Sentado no centro do círculo de talismãs, Eurico observava a fumaça dissipando-se na entrada da caverna, imaginando Tércia Azul lá dentro, prendendo a respiração enquanto se ajoelhava na fumaça. Um sorriso frio lhe escapou: finalmente conseguira descontar um pouco da raiva de ter sido ferido.
Mas aquele ajuste de contas não estava terminado. Lançou um olhar furtivo a Cheng Shanping.
Quando a fumaça praticamente se dissipou, e as brasas se apagaram, Tércia Azul assumiu um semblante sombrio. Não sentira resposta alguma dos deuses e concluiu que fora enganada.
Colocou novamente o véu, apanhou o chapéu e, de pé, saiu rapidamente da caverna.
Com a fumaça ainda pairando no ar, sua silhueta surgiu à entrada, e ela lançou um olhar gélido a Eurico, sentada de pernas cruzadas, cerrando os dentes de raiva.
Bastou-lhe ver metade do rosto dela sob o chapéu para saber que a deixara furiosa. Como seria possível que ela tivesse obtido sucesso na comunicação com os deuses? Ele sabia que não, pois tudo aquilo era uma invenção para enganá-la. Se realmente tivesse esse poder, sua vida não estaria naquele ponto.
Sun Ping e os outros perceberam a irritação de Tércia Azul.
Antes que ela explodisse, Eurico, atento, levantou-se e se aproximou. Vendo os outros se achegando, fez sinal para que não se aproximassem, obrigando-os a esperar.
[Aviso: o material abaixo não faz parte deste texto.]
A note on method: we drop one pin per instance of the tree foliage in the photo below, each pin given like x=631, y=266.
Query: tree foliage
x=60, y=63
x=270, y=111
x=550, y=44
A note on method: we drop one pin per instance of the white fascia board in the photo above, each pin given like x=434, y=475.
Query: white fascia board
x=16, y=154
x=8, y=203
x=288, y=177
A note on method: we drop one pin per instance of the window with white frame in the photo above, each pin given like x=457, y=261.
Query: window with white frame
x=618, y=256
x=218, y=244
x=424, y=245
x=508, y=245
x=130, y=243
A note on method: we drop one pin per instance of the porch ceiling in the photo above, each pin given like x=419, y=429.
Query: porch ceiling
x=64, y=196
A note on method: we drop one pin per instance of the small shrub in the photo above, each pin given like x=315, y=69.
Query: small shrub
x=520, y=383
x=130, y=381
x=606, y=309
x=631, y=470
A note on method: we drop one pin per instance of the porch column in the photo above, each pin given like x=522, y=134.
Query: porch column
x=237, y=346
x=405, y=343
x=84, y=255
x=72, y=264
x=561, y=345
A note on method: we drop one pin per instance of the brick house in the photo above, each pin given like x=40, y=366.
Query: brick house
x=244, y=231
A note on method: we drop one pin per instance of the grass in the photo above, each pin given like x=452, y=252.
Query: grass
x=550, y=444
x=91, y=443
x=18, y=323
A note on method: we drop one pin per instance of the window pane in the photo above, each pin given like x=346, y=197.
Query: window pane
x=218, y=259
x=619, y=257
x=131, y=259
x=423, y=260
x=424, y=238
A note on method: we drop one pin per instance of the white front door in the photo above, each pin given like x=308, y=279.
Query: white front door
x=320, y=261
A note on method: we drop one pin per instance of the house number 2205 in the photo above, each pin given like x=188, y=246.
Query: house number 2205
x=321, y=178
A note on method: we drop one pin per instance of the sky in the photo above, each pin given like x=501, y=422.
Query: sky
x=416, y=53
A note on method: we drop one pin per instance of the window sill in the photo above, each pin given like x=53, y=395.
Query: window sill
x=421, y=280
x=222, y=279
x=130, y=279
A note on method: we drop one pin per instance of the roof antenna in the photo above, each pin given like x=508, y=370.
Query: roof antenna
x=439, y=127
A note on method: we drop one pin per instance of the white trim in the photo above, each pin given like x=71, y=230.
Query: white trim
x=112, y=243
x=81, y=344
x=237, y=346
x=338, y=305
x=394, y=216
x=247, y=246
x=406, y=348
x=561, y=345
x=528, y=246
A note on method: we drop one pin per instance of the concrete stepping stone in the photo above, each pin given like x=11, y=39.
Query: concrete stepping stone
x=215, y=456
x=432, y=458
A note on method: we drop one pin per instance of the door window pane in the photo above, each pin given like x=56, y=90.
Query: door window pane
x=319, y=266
Aproximou-se sozinho de Tércia Azul e, tomando a palavra, disse:
— Parece que algo a incomodou.
Desviou-se rapidamente e entrou na caverna.
Tércia Azul virou-se friamente e entrou atrás dele.
Diante das cinzas, Eurico ajoelhou-se sobre um joelho.
Ela permaneceu de pé às suas costas, fria:
— Teve coragem de zombar de mim?
— Então você não sentiu o sinal dos deuses — suspirou Eurico e, inclinando-se, enfiou a mão nas cinzas e procurou.
Ela estava pronta para ameaçá-lo, até para castigá-lo ali mesmo, mas ao ver o que ele fazia, conteve-se, observando com frieza.
Eurico, então, ajoelhou-se com ambos os joelhos e, com as mãos, afastou as cinzas para os lados.
Ao chegar ao fundo, soprou levemente e, entre as cinzas, surgiram, gravados no chão, dois caracteres: “Está bem?”.